Thursday, August 20, 2009

Thirty-one

The number of days I have worked without a day off. One month, and not a short month like February.

After 31 days of work without a day off you wake up tired and feel like going back to sleep after breakfast. Noises seem louder and more startling, and sounds you wouldn’t normally notice are like nails on a chalk board. Telephone conversations are hard to follow and quickly become aggravating. Food doesn’t taste good anymore, especially when you eat at the same restaurant every night because the only other restaurant open for business in town apparently induces vomiting.

Tomorrow afternoon that dusty road leads me at last to Fort St. John and a flight home.

Thirty-two.

Monday, August 17, 2009

24 Hours in Calgary

An impromptu meeting in Calgary pulled me out of Hudson’s Hope for a day; or 3 if you count travel. I drove from Hudson’s Hope, B.C. to Grande Prairie, Alberta; caught a flight from Grande Prairie to Edmonton; and connected to Calgary. The trip took 8 hours from hotel to hotel, but the soap actually lathers in Calgary so I finally had a decent shower.
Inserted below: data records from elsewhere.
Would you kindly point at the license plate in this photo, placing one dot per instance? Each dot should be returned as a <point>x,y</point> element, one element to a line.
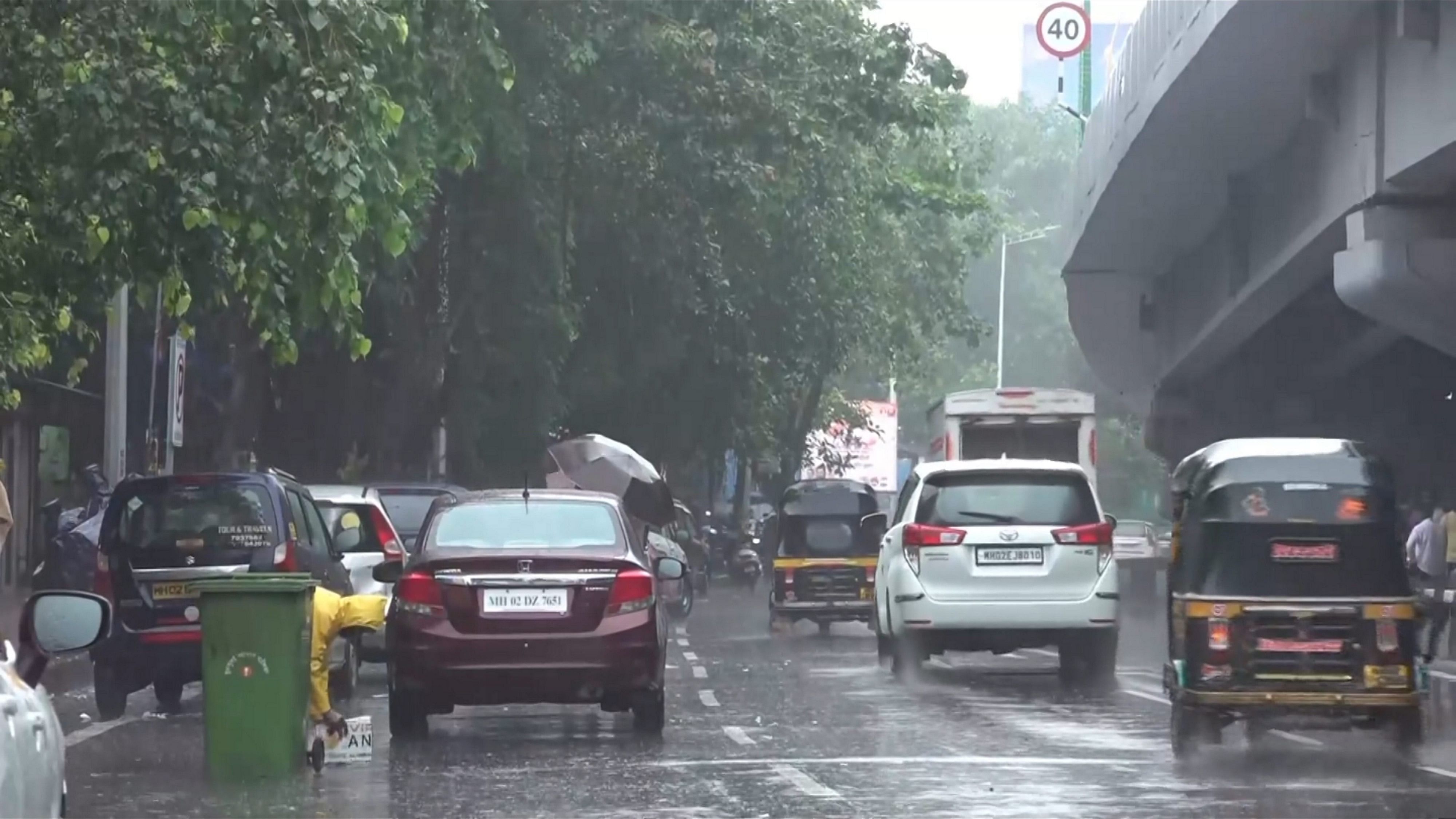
<point>1302,646</point>
<point>1305,553</point>
<point>1010,557</point>
<point>173,591</point>
<point>523,601</point>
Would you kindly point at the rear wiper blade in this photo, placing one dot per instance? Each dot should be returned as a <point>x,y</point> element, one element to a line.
<point>989,517</point>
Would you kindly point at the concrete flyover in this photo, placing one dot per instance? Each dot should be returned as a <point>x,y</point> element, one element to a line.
<point>1265,226</point>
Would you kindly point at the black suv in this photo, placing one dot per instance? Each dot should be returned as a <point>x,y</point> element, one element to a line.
<point>162,534</point>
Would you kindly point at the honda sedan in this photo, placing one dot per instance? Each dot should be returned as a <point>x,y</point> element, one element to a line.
<point>528,597</point>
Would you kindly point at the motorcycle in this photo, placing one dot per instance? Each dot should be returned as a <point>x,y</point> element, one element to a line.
<point>71,554</point>
<point>748,567</point>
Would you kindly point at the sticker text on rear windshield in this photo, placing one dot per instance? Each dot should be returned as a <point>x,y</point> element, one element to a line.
<point>1305,553</point>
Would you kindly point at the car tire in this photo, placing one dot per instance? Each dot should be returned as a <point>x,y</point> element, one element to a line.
<point>346,680</point>
<point>650,713</point>
<point>111,694</point>
<point>407,716</point>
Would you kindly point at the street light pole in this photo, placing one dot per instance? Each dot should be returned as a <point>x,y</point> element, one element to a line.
<point>1001,298</point>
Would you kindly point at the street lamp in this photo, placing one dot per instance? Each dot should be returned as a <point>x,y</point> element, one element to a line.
<point>1001,298</point>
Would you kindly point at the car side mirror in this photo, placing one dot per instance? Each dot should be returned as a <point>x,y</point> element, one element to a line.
<point>349,540</point>
<point>670,569</point>
<point>388,572</point>
<point>59,623</point>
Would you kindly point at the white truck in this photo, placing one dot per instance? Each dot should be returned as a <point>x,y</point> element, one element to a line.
<point>1033,423</point>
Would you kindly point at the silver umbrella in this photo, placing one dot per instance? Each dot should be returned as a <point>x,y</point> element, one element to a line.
<point>601,464</point>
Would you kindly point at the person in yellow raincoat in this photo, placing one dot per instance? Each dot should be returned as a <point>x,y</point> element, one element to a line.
<point>333,616</point>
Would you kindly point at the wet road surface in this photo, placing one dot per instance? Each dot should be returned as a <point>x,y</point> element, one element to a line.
<point>794,725</point>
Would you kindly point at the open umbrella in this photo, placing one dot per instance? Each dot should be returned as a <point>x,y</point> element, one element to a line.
<point>601,464</point>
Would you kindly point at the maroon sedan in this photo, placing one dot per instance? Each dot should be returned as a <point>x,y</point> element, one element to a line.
<point>548,597</point>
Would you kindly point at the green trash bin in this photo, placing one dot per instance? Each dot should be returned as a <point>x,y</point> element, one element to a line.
<point>256,674</point>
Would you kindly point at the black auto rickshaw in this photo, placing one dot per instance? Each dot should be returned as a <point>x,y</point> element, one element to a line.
<point>825,538</point>
<point>1288,595</point>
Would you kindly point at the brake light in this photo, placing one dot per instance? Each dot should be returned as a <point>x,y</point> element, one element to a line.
<point>918,535</point>
<point>1387,637</point>
<point>101,582</point>
<point>388,537</point>
<point>419,594</point>
<point>1218,634</point>
<point>631,592</point>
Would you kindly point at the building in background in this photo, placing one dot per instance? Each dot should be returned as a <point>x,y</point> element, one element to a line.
<point>1040,71</point>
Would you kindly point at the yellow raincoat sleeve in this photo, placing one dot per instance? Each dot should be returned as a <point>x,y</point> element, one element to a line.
<point>331,616</point>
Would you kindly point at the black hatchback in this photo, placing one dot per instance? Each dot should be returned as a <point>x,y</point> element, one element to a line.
<point>159,535</point>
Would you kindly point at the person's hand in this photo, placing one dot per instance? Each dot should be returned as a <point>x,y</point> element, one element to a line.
<point>336,723</point>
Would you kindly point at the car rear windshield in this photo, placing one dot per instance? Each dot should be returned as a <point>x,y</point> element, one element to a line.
<point>334,512</point>
<point>539,524</point>
<point>407,509</point>
<point>981,499</point>
<point>199,517</point>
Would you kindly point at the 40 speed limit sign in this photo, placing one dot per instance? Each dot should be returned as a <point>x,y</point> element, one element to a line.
<point>1064,30</point>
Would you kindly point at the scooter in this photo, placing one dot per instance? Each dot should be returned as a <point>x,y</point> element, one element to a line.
<point>748,569</point>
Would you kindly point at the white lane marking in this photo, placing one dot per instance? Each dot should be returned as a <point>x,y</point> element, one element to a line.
<point>190,691</point>
<point>739,735</point>
<point>1147,696</point>
<point>807,784</point>
<point>1010,761</point>
<point>1308,741</point>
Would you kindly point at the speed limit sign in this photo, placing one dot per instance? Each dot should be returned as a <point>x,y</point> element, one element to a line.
<point>1064,30</point>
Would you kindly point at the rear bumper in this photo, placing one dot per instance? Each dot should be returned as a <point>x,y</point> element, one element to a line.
<point>429,656</point>
<point>915,610</point>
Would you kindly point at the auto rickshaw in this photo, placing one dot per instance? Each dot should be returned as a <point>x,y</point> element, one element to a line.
<point>825,538</point>
<point>1288,597</point>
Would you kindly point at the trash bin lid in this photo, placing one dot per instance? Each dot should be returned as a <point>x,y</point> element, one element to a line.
<point>258,582</point>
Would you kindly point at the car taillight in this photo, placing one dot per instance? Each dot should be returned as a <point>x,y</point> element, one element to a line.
<point>631,592</point>
<point>388,537</point>
<point>285,559</point>
<point>1387,636</point>
<point>1097,535</point>
<point>419,594</point>
<point>919,535</point>
<point>1218,634</point>
<point>101,582</point>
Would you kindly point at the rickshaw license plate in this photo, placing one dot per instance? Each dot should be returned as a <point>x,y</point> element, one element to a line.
<point>1002,556</point>
<point>173,591</point>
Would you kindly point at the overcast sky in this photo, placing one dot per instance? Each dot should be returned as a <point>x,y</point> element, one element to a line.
<point>985,37</point>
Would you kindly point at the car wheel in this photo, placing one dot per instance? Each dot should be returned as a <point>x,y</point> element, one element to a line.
<point>407,716</point>
<point>170,694</point>
<point>111,696</point>
<point>650,713</point>
<point>346,680</point>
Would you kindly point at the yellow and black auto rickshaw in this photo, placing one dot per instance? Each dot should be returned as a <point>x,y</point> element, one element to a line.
<point>825,538</point>
<point>1288,595</point>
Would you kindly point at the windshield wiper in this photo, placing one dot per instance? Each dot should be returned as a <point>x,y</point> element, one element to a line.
<point>991,517</point>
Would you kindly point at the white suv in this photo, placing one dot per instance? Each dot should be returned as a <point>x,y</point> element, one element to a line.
<point>997,556</point>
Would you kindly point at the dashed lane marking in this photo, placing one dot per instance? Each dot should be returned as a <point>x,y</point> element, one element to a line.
<point>190,691</point>
<point>807,784</point>
<point>739,735</point>
<point>1291,736</point>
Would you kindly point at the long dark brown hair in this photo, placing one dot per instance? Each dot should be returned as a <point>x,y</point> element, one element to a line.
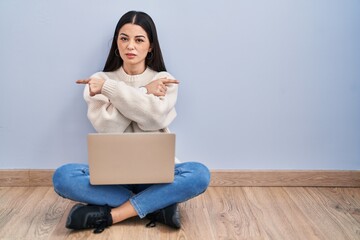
<point>156,61</point>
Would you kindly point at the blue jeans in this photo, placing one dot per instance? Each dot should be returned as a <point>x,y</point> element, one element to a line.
<point>191,179</point>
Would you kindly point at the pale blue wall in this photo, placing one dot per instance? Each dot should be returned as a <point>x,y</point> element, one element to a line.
<point>264,84</point>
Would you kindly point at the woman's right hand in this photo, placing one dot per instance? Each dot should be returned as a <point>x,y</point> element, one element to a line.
<point>159,87</point>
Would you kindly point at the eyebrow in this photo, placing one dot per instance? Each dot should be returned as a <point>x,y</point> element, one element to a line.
<point>135,36</point>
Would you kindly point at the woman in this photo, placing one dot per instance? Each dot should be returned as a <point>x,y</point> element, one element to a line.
<point>134,93</point>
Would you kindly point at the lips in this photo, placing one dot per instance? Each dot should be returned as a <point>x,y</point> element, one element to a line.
<point>130,55</point>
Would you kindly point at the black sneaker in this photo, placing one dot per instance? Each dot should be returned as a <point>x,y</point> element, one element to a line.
<point>169,216</point>
<point>89,216</point>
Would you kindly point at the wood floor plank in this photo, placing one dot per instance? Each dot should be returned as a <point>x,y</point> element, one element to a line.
<point>277,214</point>
<point>11,203</point>
<point>317,213</point>
<point>220,213</point>
<point>229,215</point>
<point>340,209</point>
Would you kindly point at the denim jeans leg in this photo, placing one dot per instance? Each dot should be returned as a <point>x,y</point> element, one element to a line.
<point>72,181</point>
<point>191,179</point>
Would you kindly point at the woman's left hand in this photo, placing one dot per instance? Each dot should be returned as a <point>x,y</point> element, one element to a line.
<point>95,85</point>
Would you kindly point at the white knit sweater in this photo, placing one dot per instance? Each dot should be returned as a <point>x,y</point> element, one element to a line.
<point>122,107</point>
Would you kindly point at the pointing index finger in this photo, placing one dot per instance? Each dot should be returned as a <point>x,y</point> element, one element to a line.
<point>169,81</point>
<point>83,81</point>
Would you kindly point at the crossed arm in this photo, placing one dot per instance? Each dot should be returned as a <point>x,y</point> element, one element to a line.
<point>114,105</point>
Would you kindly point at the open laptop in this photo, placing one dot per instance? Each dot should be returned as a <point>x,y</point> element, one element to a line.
<point>131,158</point>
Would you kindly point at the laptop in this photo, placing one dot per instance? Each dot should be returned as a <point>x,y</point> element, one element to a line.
<point>131,158</point>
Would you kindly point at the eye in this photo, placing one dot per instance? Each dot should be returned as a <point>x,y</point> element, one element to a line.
<point>123,39</point>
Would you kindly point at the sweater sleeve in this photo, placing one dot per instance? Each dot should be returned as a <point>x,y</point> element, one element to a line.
<point>102,114</point>
<point>148,111</point>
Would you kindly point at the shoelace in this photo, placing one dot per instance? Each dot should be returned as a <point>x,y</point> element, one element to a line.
<point>98,222</point>
<point>153,219</point>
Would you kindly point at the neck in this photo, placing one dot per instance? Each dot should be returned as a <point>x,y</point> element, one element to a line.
<point>133,70</point>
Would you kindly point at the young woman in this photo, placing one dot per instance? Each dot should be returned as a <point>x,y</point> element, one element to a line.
<point>134,93</point>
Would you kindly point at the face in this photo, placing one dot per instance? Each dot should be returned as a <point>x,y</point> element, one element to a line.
<point>134,45</point>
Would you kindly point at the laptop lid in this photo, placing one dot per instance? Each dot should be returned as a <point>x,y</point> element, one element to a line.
<point>131,158</point>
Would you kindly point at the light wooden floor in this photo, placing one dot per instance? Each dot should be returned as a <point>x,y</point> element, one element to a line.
<point>220,213</point>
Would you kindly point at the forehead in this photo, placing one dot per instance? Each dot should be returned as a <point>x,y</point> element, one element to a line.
<point>132,30</point>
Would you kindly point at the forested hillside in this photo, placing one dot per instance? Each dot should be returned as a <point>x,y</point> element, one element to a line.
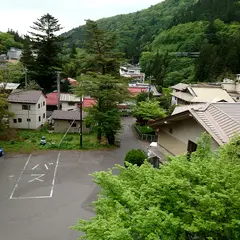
<point>136,30</point>
<point>161,37</point>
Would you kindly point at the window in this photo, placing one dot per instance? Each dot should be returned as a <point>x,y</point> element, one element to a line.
<point>26,107</point>
<point>192,147</point>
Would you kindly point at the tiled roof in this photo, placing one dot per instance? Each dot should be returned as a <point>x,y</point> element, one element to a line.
<point>220,120</point>
<point>180,86</point>
<point>25,96</point>
<point>68,97</point>
<point>67,115</point>
<point>203,94</point>
<point>52,99</point>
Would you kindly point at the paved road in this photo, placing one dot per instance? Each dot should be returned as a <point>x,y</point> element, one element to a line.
<point>41,196</point>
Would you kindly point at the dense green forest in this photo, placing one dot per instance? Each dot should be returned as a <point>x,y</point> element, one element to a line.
<point>162,36</point>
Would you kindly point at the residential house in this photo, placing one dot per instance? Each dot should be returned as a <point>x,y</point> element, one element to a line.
<point>232,87</point>
<point>178,133</point>
<point>64,121</point>
<point>29,108</point>
<point>69,101</point>
<point>14,53</point>
<point>132,71</point>
<point>52,102</point>
<point>199,93</point>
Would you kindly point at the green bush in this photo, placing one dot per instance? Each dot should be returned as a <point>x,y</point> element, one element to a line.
<point>145,130</point>
<point>135,156</point>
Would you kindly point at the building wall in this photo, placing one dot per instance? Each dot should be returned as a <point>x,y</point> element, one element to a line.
<point>67,107</point>
<point>21,115</point>
<point>174,137</point>
<point>61,126</point>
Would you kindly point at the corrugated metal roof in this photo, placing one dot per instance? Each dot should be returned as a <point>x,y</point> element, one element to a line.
<point>67,115</point>
<point>25,96</point>
<point>184,108</point>
<point>210,94</point>
<point>67,97</point>
<point>204,95</point>
<point>183,95</point>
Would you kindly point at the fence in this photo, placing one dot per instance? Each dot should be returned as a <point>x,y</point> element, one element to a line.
<point>145,137</point>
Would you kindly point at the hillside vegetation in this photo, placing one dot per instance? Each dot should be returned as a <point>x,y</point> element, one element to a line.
<point>158,36</point>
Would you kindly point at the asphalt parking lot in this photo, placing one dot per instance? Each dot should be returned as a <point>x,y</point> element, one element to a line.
<point>43,194</point>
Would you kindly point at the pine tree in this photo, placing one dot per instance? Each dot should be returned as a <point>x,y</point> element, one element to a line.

Back to Hudson's Hope in the morning.

Saturday, August 8, 2009

Back in Town

A large crew is moving into camp and will need our beds, so it looks like we’ll be moving back to civilization. I am going to miss the camp kitchen, but the rest of the crew is looking forward to some new scenery and maybe a beer. And it will be nice to sleep in a room that isn’t situated next to a diesel powered generator.

Civilization for us will be Hudson’s Hope, “The Land of Dinosaurs and Dams”; population 1100 or thereabouts; two gas stations, three restaurants, two hotels, a hardware store, curling rink, and hockey arena; half way between Fort St. John and Chetwynd.

I'm looking forward to finding out exactly what Hudson was hoping for.

Monday, August 3, 2009

Alberta Gumbo

Standing at the top of a 20’ aluminum ladder is not the place you want to be when you hear a clap of thunder overhead. I was on terra firma by the time the hail started, followed promptly by rain and then heavy rain. I hid in the van until the worst of it passed, but that thunder clap signalled the end of our heat wave and the arrival of a cooler front.

It doesn’t take much rain to soften the ground here. In no time your boots are covered with a sticky mud affectionately known as Alberta Gumbo. It fills your wheel wells like road slush and the dirt roads get so slick the truckers put on chains. A little taste of winter in the middle of summer.